Might be reserving a doeling from this doe. What do you guys think of her?


----------



## DesertFlowerNigerians (Mar 27, 2014)

That's one good looking doe. 

_________________________________________________

*Desert Flower Ranch Nigerian Dwarf Goats*
http://www.desertflowerranchaz.com

Home to a small herd of 4 does, 2 wethers and 2 bucks.

~Charisa~


----------



## peggy (Aug 11, 2010)

Looks very nice. Her stance is off a bit though. She seems to have nice extension of brisket.
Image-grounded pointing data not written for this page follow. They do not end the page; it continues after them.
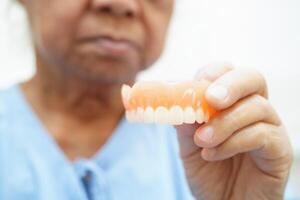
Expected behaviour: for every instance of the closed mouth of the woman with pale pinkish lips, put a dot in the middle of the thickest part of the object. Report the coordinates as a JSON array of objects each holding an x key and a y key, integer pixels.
[{"x": 110, "y": 47}]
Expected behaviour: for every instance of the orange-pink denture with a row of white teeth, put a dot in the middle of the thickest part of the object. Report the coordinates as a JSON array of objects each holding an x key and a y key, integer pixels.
[{"x": 167, "y": 102}]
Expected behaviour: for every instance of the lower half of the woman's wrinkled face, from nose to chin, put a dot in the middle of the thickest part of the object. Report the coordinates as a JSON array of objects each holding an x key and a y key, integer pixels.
[{"x": 99, "y": 40}]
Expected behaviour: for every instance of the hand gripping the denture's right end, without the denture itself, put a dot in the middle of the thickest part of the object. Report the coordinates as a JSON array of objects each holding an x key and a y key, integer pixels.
[{"x": 244, "y": 151}]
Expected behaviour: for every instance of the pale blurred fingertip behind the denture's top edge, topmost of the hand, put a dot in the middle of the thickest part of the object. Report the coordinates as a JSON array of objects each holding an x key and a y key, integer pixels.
[{"x": 213, "y": 71}]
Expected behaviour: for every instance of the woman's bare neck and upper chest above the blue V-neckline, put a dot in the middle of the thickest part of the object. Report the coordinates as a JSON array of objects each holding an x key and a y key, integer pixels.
[{"x": 79, "y": 114}]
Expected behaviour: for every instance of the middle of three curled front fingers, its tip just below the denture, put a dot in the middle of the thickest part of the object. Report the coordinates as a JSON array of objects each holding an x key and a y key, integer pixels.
[{"x": 247, "y": 111}]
Lovely long neck, lots of depth, though would like to see a little more length. A little roached in the back but it could be the stance. I like her udder, nice teats and fore udder extension. She should have some beautiful kids bred to the right buck.


----------



## ETDairygoats (Feb 16, 2013)

Thanks  I think she is standing a bit weirdly! 
This is her kid (goatling now though) she won best goatling in the Saanen Nationals.


----------



## ETDairygoats (Feb 16, 2013)

Another pic of the doe (on the left)


----------



## Emzi00 (May 3, 2013)

There are some things I don't like, but overall she's a real nice doe.


----------



## ETDairygoats (Feb 16, 2013)

Thanks  She won the National Saanen Breed show in the UK.


----------



## J.O.Y. Farm (Jan 10, 2012)

She's a pretty girl


----------



## ETDairygoats (Feb 16, 2013)

Thanks Skyla 

We bought her doe kid


----------



## ksalvagno (Oct 6, 2009)

Very cute!


----------



## peggy (Aug 11, 2010)

Congratulations!!


----------



## J.O.Y. Farm (Jan 10, 2012)

Congrats!! She sure is a cutie and even has wattles! 

So your back into dairy goats?


----------



## ETDairygoats (Feb 16, 2013)

Thanks!

Yep! Couldn't stand not having them!!


----------